Expanding upon Kessel’s 2008 Nebula Award winning novelette of the same name, the story begins with the chance meeting between an English high society woman and a young scientist from Switzerland. Mary Bennet, one of the sisters of Elizabeth Bennet of Pride and Prejudice, is persuaded to attend a ball by her mother, who is desperate to find marriage prospects for her two remaining unwed daughters. It is there that Mary first encounters the quiet and pensive Victor Frankenstein, who is in town with his friend Henry Clerval. Drawn to his intelligence and his shared love of the sciences and natural philosophy, Mary immediately strikes up a rapport with Frankenstein, but is disappointed when the scientist ends up standing her up for a dance, having slipped out of the party earlier without letting anyone know.
The reason for Victor Frankenstein’s reticence and hasty departure is soon made apparent with the introduction of the Creature, a monster whom the scientist had brought to life and then cast out, appalled by what he had done. But now the Creature stalks him, driven by Victor’s promise that he would fashion a bride for him. He has followed his maker to England, growing impatient. Victor knows that until he has delivered on his promise, any new relationship would be impossible because no one around him would be safe.
The first thing that jumped out at me was the writing. Kessel’s writing is absolutely gorgeous, emulating the style and manner of the original novels that inspired this tale, both of which were written in the early 19th century. As such, the language might take some getting used to, but gradually the story will ease you into the rhythm of the alternating viewpoints between Mary Bennet, Victor Frankenstein, and the Creature (who has dubbed himself Adam). I was also surprised to find that not only were the elements from both Regency Romance and Gothic Horror represented equally, they were blended perfectly. Granted, I was initially skeptical of the novel’s premise and the ambitious idea of throwing these two disparate genres together, but John Kessel managed to knock it out of the park.

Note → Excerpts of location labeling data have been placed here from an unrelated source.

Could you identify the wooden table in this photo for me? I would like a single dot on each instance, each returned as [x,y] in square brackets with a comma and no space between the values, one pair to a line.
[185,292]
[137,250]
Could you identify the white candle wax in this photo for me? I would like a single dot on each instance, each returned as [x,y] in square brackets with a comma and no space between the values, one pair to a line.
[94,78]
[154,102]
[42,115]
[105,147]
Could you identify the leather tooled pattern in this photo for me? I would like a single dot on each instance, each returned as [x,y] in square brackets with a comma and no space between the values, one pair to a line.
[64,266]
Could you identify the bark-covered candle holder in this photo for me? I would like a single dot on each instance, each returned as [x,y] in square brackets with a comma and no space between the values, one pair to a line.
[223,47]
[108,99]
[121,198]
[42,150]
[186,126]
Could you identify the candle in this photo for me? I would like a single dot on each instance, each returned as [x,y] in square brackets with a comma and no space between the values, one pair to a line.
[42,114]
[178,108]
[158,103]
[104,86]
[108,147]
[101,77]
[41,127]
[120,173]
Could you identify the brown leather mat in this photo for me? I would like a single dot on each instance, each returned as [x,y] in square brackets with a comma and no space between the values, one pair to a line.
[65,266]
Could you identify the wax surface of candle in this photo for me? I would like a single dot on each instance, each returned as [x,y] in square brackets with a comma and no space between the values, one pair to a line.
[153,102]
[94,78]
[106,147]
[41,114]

As for the story and characters, my feelings are a lot more complicated—but in the good way. For the most part, Kessel stays true to the personalities of Mary, Victor, and Adam, expanding upon them in a way that feels different without abandoning the essence of what makes them who they are. His version of Mary is especially sympathetic. As the middle Bennet sister, she is plain and bookish, much like Austen’s version. However, in Pride and Prometheus, she is a much deeper and contemplative character, and her love of the natural sciences (manifested as an interest in fossils) is genuine. Beneath her social awkwardness is also a caring and spiritual heart, even if she is sometimes driven by self-interest. Just as complex are the characters of Victor Frankenstein and his Creature, but because their tale closely mirrors that of Shelley’s original, I didn’t find them nearly as fascinating. Still, close to the end was a scene that filled me with so much anger and then with so much sorrow that I was almost driven to tears. All I’ll say about it is that, beyond the three main characters, there are a few others who I’ll never look at quite the same way again after reading this novel.
All in all, I adored everything about Pride and Prometheus, from the utterly engrossing struggles of its characters to the emotional themes about obsession and attachment. The book is also artfully written, and I think Pride and Prejudice and Frankenstein fans will be impressed with how well Kessel has captured the original novels’ forms and styles, even if it might make it more challenging for some readers to get into the writing. If you’re familiar with both classics, there will still be plenty of surprises, many of which I loved but couldn’t elaborate on in this review because I badly want prospective readers to discover these plot developments for themselves. This book endeared itself to me and then broke my heart, but all I could think about after finishing this was how I wanted more. Truly a treasure of a novel.